As previously reported in Oncology Times, the ACCC report on IO states that the IO field is expanding in part because, while most IO drug approvals have been based on data from clinical trials with patients who have late-stage or metastatic disease, “checkpoint inhibitors are emerging as feasible therapies in many adjuvant and neoadjuvant settings, such as in triple-negative breast cancer,” and ongoing trials are showing promise for IO in a number of other solid tumors.

Peggy Eastman is a contributing writer.

Guidance for Immuno-Oncology Toxicities

  1. Achieve alignment on defining and grading cytokine release syndrome (CRS). This should establish core principles for defining CRS that consider the therapeutic modality, symptom manifestation, timing, and response to intervention.
  2. Establish a strategy for assessing CRS over the course of a clinical development program.
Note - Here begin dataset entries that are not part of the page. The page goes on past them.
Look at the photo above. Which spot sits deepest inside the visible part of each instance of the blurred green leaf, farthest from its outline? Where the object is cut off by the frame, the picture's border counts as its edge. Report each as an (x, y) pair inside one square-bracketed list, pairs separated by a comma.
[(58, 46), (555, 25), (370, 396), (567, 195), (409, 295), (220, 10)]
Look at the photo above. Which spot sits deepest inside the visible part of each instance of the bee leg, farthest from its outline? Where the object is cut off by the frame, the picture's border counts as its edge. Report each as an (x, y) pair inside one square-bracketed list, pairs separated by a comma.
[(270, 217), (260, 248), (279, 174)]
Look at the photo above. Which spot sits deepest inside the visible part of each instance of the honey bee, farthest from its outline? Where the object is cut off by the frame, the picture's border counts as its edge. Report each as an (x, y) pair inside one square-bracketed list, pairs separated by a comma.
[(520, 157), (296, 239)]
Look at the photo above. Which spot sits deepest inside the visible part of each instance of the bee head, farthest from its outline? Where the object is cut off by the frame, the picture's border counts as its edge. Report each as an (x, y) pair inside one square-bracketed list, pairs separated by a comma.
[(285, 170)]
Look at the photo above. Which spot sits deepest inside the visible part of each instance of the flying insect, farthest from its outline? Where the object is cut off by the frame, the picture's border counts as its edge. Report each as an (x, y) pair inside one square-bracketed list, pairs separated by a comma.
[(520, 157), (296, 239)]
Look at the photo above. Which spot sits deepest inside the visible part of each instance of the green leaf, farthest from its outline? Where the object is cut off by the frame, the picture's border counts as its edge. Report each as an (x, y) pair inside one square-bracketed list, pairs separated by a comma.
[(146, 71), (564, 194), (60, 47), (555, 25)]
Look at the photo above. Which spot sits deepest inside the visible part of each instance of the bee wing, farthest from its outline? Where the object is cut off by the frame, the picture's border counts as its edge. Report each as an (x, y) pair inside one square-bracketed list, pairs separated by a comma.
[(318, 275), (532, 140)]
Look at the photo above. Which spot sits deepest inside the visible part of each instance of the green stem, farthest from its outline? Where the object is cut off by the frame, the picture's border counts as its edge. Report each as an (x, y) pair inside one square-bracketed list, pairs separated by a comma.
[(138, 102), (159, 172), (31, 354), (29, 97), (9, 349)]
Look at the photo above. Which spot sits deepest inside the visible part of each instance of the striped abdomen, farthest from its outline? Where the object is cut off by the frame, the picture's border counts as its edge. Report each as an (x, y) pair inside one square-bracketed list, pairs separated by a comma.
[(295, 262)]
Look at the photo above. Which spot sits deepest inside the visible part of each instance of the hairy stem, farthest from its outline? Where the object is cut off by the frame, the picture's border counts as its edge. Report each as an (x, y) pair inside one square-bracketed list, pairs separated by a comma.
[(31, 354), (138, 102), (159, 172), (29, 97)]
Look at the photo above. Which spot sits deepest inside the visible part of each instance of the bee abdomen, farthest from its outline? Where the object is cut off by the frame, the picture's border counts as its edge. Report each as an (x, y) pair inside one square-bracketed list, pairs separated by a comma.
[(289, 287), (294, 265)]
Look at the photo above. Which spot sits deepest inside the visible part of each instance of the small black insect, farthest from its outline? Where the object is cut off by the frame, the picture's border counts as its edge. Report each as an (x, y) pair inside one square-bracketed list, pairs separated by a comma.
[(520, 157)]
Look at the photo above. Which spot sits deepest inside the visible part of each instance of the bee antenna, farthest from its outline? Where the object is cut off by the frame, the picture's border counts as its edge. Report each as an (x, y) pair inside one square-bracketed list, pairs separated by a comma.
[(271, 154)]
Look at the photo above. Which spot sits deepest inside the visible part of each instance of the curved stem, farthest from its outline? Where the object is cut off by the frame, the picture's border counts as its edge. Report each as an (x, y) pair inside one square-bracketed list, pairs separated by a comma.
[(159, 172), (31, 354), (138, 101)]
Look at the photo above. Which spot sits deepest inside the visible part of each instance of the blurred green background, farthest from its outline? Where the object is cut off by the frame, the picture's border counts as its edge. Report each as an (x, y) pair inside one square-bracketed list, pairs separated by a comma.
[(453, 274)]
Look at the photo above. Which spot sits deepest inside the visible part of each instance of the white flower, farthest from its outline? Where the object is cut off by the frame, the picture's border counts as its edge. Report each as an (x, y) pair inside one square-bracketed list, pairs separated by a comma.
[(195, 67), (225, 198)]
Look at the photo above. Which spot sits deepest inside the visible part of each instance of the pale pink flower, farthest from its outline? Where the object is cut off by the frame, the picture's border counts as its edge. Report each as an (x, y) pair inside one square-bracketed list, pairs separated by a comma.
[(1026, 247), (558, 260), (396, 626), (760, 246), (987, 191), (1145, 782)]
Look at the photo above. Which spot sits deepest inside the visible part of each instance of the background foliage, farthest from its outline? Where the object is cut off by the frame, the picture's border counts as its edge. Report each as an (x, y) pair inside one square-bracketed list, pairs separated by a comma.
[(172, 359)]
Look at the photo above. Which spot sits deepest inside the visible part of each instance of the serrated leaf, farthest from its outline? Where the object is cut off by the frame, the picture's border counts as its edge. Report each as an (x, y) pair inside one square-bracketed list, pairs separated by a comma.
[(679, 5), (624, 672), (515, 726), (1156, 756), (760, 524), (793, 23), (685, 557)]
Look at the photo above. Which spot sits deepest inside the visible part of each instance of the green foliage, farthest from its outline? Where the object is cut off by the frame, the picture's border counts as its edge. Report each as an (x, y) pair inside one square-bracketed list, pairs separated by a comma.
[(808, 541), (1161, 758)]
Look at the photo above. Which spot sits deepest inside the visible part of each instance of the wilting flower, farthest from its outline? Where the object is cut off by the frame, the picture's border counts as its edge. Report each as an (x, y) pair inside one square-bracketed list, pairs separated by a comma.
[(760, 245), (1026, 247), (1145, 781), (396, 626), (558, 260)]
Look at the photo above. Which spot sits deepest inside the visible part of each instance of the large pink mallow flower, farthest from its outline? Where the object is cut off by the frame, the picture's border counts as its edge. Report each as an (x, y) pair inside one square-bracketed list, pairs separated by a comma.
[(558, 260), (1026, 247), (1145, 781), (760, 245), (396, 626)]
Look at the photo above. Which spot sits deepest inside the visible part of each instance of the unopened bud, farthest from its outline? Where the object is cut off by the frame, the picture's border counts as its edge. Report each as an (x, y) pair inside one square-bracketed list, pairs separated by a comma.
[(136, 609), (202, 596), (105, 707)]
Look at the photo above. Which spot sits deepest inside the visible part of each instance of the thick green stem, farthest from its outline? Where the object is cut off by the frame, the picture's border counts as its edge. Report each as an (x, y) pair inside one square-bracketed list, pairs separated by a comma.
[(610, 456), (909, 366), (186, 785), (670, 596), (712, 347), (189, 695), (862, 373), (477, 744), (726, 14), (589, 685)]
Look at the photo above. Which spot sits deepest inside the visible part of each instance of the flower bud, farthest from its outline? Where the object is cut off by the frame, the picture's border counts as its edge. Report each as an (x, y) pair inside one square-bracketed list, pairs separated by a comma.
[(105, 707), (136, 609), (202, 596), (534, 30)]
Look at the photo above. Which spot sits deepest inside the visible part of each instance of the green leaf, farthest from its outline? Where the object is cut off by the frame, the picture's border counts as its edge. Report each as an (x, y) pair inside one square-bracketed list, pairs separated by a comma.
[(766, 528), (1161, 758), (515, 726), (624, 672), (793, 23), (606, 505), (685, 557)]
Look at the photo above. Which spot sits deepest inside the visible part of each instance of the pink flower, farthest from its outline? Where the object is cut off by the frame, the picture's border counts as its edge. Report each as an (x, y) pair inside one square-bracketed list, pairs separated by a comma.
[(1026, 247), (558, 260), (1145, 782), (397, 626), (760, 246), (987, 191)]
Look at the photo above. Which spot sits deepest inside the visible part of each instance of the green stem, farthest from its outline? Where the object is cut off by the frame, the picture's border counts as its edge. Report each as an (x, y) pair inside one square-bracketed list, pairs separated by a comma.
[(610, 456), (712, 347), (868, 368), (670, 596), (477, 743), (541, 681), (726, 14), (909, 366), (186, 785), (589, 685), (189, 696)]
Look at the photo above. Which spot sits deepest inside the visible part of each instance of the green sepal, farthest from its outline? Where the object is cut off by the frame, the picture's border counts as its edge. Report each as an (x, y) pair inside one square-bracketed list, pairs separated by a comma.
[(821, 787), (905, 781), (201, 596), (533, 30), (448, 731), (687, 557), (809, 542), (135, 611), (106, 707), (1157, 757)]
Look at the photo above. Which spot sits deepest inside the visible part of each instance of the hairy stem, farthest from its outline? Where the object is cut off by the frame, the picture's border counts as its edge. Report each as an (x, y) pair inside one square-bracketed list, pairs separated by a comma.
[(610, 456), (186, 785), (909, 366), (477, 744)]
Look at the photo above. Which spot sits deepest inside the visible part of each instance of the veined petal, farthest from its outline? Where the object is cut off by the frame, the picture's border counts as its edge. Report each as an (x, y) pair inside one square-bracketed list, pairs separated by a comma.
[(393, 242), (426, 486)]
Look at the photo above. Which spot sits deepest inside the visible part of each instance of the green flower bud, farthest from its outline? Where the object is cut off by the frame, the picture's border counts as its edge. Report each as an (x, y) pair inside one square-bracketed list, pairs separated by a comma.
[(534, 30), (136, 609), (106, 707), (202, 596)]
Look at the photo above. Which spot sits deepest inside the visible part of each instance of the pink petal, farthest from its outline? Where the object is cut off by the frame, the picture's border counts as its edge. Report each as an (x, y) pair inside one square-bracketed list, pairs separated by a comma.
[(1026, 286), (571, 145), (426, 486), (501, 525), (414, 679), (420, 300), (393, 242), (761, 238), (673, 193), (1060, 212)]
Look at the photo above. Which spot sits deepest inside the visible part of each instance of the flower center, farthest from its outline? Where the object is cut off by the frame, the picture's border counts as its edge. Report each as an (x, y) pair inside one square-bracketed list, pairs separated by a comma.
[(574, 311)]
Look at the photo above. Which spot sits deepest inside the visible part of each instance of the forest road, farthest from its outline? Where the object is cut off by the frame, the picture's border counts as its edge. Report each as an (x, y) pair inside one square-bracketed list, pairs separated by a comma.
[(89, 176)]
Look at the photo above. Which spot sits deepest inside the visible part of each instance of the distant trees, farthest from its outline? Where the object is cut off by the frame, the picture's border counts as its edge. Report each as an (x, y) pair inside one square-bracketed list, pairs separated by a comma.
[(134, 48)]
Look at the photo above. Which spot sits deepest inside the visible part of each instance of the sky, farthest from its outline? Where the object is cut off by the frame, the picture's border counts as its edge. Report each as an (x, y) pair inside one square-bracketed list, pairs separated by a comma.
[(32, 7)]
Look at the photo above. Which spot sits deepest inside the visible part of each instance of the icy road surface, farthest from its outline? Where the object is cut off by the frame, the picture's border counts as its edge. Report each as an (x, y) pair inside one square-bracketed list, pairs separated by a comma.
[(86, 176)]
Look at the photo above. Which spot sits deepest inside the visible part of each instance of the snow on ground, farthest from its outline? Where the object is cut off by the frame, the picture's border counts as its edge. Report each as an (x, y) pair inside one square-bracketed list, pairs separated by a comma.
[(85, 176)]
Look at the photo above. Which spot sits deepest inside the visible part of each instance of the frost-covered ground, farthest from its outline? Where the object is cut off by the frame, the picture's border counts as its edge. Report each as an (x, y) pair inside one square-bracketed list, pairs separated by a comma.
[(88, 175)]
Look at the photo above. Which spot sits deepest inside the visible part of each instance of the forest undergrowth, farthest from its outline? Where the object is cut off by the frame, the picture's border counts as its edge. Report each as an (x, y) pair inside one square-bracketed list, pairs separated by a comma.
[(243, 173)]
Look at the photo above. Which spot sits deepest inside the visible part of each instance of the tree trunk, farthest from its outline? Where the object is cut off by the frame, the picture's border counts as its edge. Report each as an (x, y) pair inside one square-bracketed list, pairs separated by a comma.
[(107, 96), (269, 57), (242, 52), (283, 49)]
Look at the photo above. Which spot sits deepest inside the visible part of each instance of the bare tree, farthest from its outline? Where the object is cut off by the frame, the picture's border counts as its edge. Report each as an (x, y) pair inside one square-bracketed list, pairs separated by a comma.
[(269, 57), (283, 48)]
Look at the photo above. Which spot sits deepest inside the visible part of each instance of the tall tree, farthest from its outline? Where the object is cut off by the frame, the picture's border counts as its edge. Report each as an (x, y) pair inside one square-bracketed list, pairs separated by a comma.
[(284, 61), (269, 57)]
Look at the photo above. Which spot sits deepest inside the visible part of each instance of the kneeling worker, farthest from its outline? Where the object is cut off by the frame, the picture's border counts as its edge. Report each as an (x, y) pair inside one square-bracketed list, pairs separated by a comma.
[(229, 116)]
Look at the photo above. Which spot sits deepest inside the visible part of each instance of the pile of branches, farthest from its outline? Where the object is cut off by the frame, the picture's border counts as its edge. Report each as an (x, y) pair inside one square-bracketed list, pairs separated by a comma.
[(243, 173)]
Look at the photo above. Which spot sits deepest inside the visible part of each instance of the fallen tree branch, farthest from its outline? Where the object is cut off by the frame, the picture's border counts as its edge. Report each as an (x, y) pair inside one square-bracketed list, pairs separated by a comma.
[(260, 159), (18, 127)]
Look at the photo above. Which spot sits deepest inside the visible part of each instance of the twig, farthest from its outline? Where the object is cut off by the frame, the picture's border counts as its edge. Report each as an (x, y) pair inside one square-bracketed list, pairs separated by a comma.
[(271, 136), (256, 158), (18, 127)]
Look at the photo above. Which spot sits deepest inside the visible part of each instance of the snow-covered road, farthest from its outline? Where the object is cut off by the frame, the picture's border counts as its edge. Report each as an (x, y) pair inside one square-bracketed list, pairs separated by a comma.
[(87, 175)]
The FOCR white paper sets forth a decision tree for establishing population-level CRS risk during product development of an investigational agent.
  3. Ensure that harmonized data elements for characterizing CRS are used. The white paper includes a table representing a harmonized collection of discrete data elements.
  4. Use a consistent method for recording and reporting CRS events. This method should capture all the patient events and then link those adverse events that are signs and symptoms of CRS specifically to the CRS event.